I'll admit I was just as beguiled by the sun today as everyone else in Richmond was. So when a friend asked me to spend the afternoon seeing a play, I declined. Instead, I went on a walking tour of the Boulevard area with Richmond landscape historian Tyler Potterfield (and, oh, is there a story from my past there) to tie in with the publication of his new book, Nonesuch Place; A History of the Richmond Landscape.
The tour group gathered at Black Swan Books, munching on ginger snaps provided by the store ( a fellow tour-goer and I discussed our inability to eat just one). I had run into an old friend from my radio days only yesterday and she was there, as was my delightful landlord/friend Bill and Suzanne Hall, she of the VA Museum, with her little dog accompanying her. We were undoubtedly a geeky group, all sincerely interested in learning more about the planning and design of Richmond's urban landscape. The absolutely perfect weather didn't hurt any, either; what could be better than a two-hour stroll on an afternoon like this?

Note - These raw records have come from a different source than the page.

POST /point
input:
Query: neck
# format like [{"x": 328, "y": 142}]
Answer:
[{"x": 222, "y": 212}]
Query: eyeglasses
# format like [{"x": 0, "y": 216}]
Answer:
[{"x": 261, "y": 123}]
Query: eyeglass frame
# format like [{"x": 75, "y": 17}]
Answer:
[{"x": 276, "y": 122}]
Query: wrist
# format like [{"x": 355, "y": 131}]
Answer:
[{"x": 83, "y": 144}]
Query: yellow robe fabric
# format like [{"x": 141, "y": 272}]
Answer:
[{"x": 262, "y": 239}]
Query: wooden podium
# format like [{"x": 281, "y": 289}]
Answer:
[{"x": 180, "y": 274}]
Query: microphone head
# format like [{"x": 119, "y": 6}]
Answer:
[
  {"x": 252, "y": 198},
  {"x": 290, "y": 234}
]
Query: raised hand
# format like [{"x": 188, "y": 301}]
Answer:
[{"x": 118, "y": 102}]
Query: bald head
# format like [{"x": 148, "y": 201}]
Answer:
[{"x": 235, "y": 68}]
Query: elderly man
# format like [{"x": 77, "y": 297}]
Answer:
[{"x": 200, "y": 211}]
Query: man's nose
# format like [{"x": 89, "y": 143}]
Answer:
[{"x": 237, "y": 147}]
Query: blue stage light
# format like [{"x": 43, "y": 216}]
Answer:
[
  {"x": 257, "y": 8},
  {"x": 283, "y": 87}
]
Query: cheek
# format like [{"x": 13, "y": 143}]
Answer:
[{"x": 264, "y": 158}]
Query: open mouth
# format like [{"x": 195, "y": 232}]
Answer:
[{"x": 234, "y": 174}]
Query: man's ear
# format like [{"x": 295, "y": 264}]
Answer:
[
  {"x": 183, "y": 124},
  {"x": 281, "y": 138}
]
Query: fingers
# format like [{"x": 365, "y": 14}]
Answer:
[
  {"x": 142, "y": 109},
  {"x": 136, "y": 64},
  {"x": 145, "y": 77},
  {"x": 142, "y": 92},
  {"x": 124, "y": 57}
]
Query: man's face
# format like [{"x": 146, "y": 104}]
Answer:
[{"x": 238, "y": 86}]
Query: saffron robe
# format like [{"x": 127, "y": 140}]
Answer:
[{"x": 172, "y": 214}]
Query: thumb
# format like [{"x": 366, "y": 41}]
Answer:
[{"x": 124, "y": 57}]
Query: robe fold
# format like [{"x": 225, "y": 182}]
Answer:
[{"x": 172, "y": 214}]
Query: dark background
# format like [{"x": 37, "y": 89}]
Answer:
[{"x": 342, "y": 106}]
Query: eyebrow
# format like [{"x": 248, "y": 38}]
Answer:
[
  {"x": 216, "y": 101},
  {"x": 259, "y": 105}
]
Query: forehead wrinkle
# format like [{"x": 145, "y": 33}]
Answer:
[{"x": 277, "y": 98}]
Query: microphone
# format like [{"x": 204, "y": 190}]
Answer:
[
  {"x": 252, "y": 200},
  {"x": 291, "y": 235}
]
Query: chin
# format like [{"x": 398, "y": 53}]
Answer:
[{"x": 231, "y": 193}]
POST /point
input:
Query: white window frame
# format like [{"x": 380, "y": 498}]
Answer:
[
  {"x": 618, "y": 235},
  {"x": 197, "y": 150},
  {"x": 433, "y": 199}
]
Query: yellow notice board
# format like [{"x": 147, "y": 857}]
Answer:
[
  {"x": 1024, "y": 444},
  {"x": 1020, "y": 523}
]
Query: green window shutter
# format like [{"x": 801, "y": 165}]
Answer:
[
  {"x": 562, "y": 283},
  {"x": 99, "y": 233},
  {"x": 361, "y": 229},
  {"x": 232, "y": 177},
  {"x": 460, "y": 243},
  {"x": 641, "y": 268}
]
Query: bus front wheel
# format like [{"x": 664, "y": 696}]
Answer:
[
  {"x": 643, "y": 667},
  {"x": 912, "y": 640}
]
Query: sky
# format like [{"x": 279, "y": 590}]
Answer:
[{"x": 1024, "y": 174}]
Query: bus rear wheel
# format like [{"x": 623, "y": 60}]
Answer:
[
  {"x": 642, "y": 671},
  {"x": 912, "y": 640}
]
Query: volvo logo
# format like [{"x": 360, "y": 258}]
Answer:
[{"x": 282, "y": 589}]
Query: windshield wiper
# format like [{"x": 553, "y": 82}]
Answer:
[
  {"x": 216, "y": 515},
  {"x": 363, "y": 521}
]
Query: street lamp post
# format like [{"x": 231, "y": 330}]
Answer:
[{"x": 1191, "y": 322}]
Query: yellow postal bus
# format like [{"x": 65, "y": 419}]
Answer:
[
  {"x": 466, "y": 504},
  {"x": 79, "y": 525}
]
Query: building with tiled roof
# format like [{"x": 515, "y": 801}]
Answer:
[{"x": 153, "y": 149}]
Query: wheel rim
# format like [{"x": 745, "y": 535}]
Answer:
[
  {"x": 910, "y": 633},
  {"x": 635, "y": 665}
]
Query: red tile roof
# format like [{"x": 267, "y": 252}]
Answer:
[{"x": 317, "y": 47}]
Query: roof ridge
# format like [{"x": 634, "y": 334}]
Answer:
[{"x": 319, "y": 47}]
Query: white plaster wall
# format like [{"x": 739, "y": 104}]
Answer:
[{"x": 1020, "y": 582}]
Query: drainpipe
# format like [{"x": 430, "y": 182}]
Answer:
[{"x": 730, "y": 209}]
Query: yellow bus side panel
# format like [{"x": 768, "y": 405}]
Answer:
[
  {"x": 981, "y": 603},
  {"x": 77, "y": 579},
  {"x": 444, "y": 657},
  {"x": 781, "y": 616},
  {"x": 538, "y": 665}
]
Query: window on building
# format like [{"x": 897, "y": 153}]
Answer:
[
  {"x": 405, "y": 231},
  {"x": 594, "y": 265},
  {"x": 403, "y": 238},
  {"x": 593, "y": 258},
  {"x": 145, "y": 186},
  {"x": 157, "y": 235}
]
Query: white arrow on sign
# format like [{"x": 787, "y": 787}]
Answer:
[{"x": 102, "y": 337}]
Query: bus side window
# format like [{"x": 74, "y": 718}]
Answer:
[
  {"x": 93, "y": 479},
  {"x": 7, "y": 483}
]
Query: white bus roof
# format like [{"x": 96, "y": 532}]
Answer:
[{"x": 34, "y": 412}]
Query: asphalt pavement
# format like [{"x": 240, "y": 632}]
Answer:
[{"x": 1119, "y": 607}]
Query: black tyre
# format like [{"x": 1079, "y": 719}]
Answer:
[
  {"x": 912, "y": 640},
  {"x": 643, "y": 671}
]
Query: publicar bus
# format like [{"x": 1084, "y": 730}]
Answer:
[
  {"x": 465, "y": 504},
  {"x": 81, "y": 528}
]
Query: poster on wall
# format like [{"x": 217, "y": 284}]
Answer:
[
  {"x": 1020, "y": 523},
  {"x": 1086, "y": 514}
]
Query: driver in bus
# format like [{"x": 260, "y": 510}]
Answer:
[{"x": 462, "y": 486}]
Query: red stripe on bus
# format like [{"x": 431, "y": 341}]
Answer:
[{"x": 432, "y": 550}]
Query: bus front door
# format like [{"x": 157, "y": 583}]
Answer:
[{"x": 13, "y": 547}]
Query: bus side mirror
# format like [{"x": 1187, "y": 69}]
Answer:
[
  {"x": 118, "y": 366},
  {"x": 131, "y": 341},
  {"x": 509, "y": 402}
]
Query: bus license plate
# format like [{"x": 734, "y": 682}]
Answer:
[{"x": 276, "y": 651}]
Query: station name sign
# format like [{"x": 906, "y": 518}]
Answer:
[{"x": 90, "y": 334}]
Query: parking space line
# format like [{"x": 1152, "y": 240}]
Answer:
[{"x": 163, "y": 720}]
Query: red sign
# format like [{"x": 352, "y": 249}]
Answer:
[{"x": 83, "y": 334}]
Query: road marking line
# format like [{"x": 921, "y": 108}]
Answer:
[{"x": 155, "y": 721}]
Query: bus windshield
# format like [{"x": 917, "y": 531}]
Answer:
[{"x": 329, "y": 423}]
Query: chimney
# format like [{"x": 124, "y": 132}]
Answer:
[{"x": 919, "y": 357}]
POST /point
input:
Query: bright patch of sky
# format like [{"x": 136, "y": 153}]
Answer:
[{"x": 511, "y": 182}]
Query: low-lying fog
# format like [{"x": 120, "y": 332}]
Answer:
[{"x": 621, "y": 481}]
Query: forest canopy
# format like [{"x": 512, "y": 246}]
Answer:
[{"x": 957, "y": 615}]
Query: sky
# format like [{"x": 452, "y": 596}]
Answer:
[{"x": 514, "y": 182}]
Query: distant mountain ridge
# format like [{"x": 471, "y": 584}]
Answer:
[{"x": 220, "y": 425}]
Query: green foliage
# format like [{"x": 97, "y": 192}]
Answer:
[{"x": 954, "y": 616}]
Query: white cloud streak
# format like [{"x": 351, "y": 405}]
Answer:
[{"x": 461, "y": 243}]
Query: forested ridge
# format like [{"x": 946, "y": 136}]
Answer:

It was a meandering sort of a tour, taking us up the Boulevard, into the Museum District and back into the Fan and onto Monument Avenue. Along the way, we learned about tenements (no negative connotation; the term refers to rental properties), the uses of different kinds of brick for front and sides of houses, the shame of porch removal and the absence of spires in rva. It was all fascinating stuff, if you care about such and this group did.
As for other people's sunny day activities, I saw sunbathers, a lemonade stand with a line, bikers in shorts, people chilling on and on top of porches and plenty of people just doing a walkabout. And, sure, I could have done any of that, but why, when I could walk around with a big geeky group instead?